S14. Analysis of the Extended Data Set
In the analysis presented in the paper we included only the disorder-disease gene associations for which the wild-type gene is mapped and the mutation thereof is clearly demonstrated to be associated with the disorder, among all of the data catalogued in the Morbid Map in OMIM (1). In this section, we relax this criterion, and perform the same analysis with all of the disorder-disease genes associations listed in the Morbid Map, including those with weaker evidences, for which only the mapping of either the wild-type gene [tag "(1)"] or the disease phenotype itself [tag "(2)"] is known (1). Technically this extension did not require any further data curation, given that entries denoted by "(3)" tag in the OMIM database correspond to genes for which there is strong evidence that at least one mutation in the particular gene is causative of the disorder. In the earlier study we focused only on these genes (see Section S1). In the extended study presented here, we included also those entries that have "(1)" or "(2)" tags. This extension will increase the coverage of the data but at the same time introduce potential errors in the form of disease genes that may not turn out to be associated with the specific disorder. The objective of this extension is to test the robustness of the main findings of current study to the increase in the coverage and the presence of noise in the dataset.
With this extension, we obtain a list of associations between 1,578 disorders and 2,765 disease genes, from 4,043 Morbid Map entries as of December 21, 2005. Thus the coverage in the genome increases by 50%. First we generate the analog of Fig. 2a, the layout of the HDN (SI Fig. 11). The overall layout of the disorder classes and the overall position of diseases remain largely unaltered. Next we perform the analysis analogous to that shown in Fig. 4. The overall behavior that (i) the essential genes likely encode hubs whereas the nonessential disease genes are not particularly associated with hubs and (ii) the highly coexpressed genes are depleted with the disease genes while enriched with essential genes is also manifest clearly (SI Fig. 12). Overall, the main findings of the current study are robust to the extension of the dataset which both increases the coverage and introduces potential errors.
Supporting References
1. Hamosh A, Scott AF, Amberger JS, Bocchini CA, McKusick VA (2005) Nucleic Acids Res 33:D514-D517.

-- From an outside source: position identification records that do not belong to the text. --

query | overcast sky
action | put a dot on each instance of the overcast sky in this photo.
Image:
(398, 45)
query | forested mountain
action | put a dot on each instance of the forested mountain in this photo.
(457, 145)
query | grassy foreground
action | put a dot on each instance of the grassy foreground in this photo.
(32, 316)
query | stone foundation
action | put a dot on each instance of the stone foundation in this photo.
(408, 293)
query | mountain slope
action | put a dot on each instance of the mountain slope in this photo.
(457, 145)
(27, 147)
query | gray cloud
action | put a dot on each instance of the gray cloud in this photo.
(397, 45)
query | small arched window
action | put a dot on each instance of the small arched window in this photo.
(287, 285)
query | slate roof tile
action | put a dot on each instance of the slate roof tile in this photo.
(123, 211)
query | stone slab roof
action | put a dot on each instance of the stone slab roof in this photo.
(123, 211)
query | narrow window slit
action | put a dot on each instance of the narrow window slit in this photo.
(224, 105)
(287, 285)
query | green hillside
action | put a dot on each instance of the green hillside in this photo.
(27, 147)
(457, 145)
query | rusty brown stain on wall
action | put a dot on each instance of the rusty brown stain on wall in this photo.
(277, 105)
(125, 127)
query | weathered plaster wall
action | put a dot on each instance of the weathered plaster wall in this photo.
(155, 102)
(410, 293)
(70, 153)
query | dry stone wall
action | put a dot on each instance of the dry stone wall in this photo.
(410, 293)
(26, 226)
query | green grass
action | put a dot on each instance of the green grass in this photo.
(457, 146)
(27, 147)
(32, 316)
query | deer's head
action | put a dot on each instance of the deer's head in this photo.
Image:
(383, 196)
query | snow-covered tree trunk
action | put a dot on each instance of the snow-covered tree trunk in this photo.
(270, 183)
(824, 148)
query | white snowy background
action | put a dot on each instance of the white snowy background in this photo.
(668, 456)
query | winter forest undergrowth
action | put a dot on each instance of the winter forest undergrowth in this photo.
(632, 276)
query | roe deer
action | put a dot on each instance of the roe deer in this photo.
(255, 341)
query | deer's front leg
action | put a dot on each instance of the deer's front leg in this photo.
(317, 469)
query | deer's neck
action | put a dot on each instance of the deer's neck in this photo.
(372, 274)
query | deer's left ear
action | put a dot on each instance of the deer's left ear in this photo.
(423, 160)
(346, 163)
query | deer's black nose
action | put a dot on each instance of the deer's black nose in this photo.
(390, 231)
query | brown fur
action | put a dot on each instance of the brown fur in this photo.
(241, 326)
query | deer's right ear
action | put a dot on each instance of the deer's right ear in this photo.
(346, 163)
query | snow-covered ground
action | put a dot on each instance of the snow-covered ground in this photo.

2. Nussbaum RL, McInnes RR, Willard HF (2004) Thompson & Thompson Genetics in Medicine (Saunders, Philadelphia), 6th Ed.
3. Rual J-P, Venkatesan K, Hao T, Hirozane-Kishikawa T, Dricot A, Li N, Berriz GF, Gibbons FD, Dreze M, Ayivi-Guedehoussou N, et al. (2005) Nature 437:1173-1178.
4. Stelzl U, Worm U, Lalowski M, Haenig C, Brembeck FH, Goehler H, Stroedicke M, Zenkner N, Schoenherr A, Koeppen S, et al. (2005) Cell 122:957-968.
5. Gene Ontology Consortium (2006) Nucleic Acids Res 34:D322-D326.
6. Ge X, Yamamoto S, Tsutsumi S, Midorikawa Y, Ihara S, Wang SM, Aburatani H (2005) Genomics 86:127-141.
7. Daniel WW (1991) Biostatistics: A Foundation for Analysis in the Health Sciences (Wiley, New York).